Please Refer to the Products List Below:

SGW Tape

This product is a double-sided non-adhesive seam tape that has superior tensile strength, shear and tear resistance. Our seam tape is 12 inches wide and has a plastic film on one side to prevent ground moisture effecting the curing process.

** PLEASE NOTE: THE FILM SIDE MUST BE FACED DOWN ON TOP OF YOUR SUB-GRADE OR YOU WILL HAVE FAILURE WITH YOUR SEAMS.
See picture below.

The adhesive should be applied to the dull side of the tape. Synthetic Grass Warehouse seam tape works great for any synthetic turf seaming process. Seam tape is available at any custom length with a maximum length of 328 feet per roll.

SGW Nails

SGW nails are available as five and six-inch non-galvanized nails that will absorb moisture and bond to the existing sub grade over time to further secure the turf.

SGW Staples

Much like the staples you use to secure paper together, our flat-topped 11-inch gauge staples are much larger and serve a greater purpose in a synthetic turf installation. Often used in the install process as a substitute for glue and seaming tape (when sub grade materials are stable and compacted at approximately 80%), these staples save time with the install process and eliminate the possibility of disfiguring the fibers.

SGW Staples

Much like the staples you use to secure paper together, our flat-topped 11-inch gauge staples are much larger and serve a greater purpose in a synthetic turf installation. Often used in the install process as a substitute for glue and seaming tape (when sub grade materials are stable and compacted at approximately 80%), these staples save time with the install process and eliminate the possibility of disfiguring the fibers.

***LET’S BEGIN!***

Seaming with Staples

When implementing the staples method, make sure your seam is placed together properly as discussed in my May 2015 column: “The Most Recognized Problem in the Synthetic Turf Industry Today: Seams.”

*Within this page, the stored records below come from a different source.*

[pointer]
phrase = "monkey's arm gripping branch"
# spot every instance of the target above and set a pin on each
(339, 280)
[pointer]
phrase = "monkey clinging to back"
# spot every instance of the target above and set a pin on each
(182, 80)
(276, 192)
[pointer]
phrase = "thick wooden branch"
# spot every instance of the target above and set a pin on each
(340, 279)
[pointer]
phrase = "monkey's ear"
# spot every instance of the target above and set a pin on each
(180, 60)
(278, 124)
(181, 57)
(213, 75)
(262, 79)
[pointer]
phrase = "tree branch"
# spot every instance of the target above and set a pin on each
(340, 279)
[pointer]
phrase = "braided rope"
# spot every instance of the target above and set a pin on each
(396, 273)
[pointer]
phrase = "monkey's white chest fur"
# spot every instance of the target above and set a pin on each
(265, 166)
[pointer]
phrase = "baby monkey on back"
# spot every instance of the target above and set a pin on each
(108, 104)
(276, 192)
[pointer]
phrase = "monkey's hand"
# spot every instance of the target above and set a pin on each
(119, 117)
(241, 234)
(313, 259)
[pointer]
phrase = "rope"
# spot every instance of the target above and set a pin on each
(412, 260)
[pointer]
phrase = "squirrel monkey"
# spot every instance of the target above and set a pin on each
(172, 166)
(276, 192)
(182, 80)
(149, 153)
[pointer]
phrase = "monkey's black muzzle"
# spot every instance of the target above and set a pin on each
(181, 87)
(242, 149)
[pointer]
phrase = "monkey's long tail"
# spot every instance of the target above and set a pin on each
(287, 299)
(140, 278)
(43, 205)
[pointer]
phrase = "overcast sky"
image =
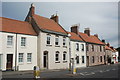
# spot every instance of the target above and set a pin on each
(100, 17)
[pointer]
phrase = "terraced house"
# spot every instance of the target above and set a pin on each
(16, 51)
(52, 41)
(78, 48)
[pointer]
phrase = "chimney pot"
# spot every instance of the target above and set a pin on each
(87, 31)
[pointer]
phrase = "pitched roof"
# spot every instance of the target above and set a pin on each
(75, 36)
(91, 39)
(48, 24)
(16, 26)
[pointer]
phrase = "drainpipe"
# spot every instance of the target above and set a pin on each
(16, 53)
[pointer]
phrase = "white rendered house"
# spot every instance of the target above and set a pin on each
(53, 41)
(18, 43)
(78, 49)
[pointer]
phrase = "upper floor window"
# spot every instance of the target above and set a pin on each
(57, 56)
(64, 41)
(64, 56)
(77, 46)
(29, 57)
(56, 40)
(10, 40)
(23, 41)
(48, 39)
(20, 58)
(82, 45)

The staples must be a minimum of 4 inches apart down the seam. If they are secured any farther away, the staples cause the turf to “ripple” when the temperatures become hot. Make sure you drive the staple down to the base of the turf’s backing. Add nails in for extra support, as well. Avoid driving the staple down too hard as it will not only create a divot, but it will also cause the seam connection to “lift.”

Seaming with Seam Tape & Glue

If you decide to use the seam tape and glue method, make sure you get both sections of turf together and secure the outside of seam approximately 15 inches with nails (you may pull them after the glue has cured) then place weight on top of the seam for compression for about an hour. If you are using a power broom, always wait until the glue is cured to avoid unnecessary damage or cause the seam to fold.

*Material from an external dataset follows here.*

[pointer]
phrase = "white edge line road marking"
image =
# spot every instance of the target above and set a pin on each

A rule of thumb: ALWAYS power broom or FIBRILATE your turf parallel to the turf seam. If the turf is power broomed perpendicular to the seam, this will also fold up any area of the seam that is not fully cured.

Do not take any chances! Find out the sub grade conditions prior to any seam installation and choose to use either staples and nails or seam tape and glue for your seaming process.